We are enabling build, scan logs for the images in the registry.centos.org so that for a build one can see the build, pre-build, scan logs for the image.

Why?

After a build request is submitted to container-index and PR is merged there user gets an email notification with status of the build and link to the logs for build, pre-build and scan. And for refering to the logs user needs to go to the email. This approach has mainly to issues.

  • Only the user who requested and has the email with build details can see the build logs.
  • For referring to the logs user need to go for the email.

Solution:

We have enabled the build status and build logs to be visible through the registry.centos.org UI. So whenever an user is looking for some image and browses through the regsitry.centos.org UI. and just by clicking the link for the image they can see the latest buid status as Failure or Success.

And clicking on the details link they can browse through Dockerfile details which is used to build the image. We have also added a link to the source repository for the image with branch, so that any one looking at the image knows which repository is getting used to build the image.

We have added a separate tabs for Build logs for pre-build, build and scan logs.

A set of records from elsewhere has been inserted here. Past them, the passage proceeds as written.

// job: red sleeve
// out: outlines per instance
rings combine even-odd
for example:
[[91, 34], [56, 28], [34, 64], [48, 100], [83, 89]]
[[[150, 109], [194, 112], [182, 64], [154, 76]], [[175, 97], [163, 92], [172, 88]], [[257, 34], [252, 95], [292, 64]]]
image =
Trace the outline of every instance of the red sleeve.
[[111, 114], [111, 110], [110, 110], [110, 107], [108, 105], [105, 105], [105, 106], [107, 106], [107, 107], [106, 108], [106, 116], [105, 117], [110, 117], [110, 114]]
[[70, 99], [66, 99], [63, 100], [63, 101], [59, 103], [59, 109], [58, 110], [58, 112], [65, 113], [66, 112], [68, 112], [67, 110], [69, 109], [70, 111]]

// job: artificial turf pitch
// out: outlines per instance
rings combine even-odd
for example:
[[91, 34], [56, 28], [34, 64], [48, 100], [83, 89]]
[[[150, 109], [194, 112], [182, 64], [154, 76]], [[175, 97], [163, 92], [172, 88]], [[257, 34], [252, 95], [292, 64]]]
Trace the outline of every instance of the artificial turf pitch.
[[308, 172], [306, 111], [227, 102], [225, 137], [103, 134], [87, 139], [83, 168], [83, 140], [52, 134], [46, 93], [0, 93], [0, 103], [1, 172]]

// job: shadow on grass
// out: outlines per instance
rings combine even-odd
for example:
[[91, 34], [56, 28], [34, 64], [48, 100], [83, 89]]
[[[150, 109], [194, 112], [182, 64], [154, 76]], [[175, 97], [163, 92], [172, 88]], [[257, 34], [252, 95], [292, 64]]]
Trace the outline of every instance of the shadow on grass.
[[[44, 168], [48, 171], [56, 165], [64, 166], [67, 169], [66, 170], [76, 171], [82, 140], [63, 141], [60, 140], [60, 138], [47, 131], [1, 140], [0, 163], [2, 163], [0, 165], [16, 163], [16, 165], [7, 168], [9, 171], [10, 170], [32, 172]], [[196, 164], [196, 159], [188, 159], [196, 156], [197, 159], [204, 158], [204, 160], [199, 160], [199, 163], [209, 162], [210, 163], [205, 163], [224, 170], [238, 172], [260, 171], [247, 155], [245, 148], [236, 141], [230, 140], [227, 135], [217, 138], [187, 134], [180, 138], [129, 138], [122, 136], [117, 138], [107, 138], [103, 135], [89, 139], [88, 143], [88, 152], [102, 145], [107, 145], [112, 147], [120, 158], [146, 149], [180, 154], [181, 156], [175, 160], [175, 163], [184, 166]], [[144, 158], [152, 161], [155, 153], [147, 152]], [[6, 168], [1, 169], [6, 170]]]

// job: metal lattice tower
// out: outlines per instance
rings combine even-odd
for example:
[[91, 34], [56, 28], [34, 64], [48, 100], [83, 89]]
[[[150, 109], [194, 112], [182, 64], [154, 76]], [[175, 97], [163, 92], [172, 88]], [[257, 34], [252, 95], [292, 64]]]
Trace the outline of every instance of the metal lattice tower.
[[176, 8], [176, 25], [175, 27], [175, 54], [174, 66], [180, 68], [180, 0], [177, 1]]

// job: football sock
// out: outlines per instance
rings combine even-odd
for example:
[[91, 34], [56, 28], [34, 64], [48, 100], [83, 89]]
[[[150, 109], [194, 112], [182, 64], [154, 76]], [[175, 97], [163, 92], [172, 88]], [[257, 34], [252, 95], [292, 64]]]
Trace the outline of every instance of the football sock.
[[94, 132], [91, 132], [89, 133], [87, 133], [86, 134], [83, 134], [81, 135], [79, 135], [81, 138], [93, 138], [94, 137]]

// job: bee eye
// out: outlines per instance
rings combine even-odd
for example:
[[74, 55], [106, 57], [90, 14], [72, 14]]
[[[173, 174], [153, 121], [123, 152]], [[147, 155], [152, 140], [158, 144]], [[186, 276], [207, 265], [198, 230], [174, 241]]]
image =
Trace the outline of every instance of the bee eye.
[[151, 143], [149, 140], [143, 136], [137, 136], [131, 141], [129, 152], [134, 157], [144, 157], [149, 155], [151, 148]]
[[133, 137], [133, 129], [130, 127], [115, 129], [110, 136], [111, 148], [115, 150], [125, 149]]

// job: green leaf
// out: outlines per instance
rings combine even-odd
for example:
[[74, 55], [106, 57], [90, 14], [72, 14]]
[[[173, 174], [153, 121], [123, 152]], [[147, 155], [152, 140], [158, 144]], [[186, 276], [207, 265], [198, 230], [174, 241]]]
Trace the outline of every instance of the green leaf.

This helps user to access all the related details in a single place, and does not need to go through many places to look for the details.

How?

The idea is to show/fetch real time logs from the OpenShift cluster where the builds are running. For this we have enabled REST based API end points serving from the cluster. So whenever an user looks for the data in UI. It hits the API end points. API server fetches all the details from the cluster and feeds the UI. Then UI translates the JSON to show the details.

  • registry.centos.org UI now has the real time data from the build cluster. It validates the image details from the container-index and docker-distribution regsitry to make sure details are shown properly.
  • REST API server uses same serviceaccount as the account used for building the images. This helps the API to have proper security context to fetch the details.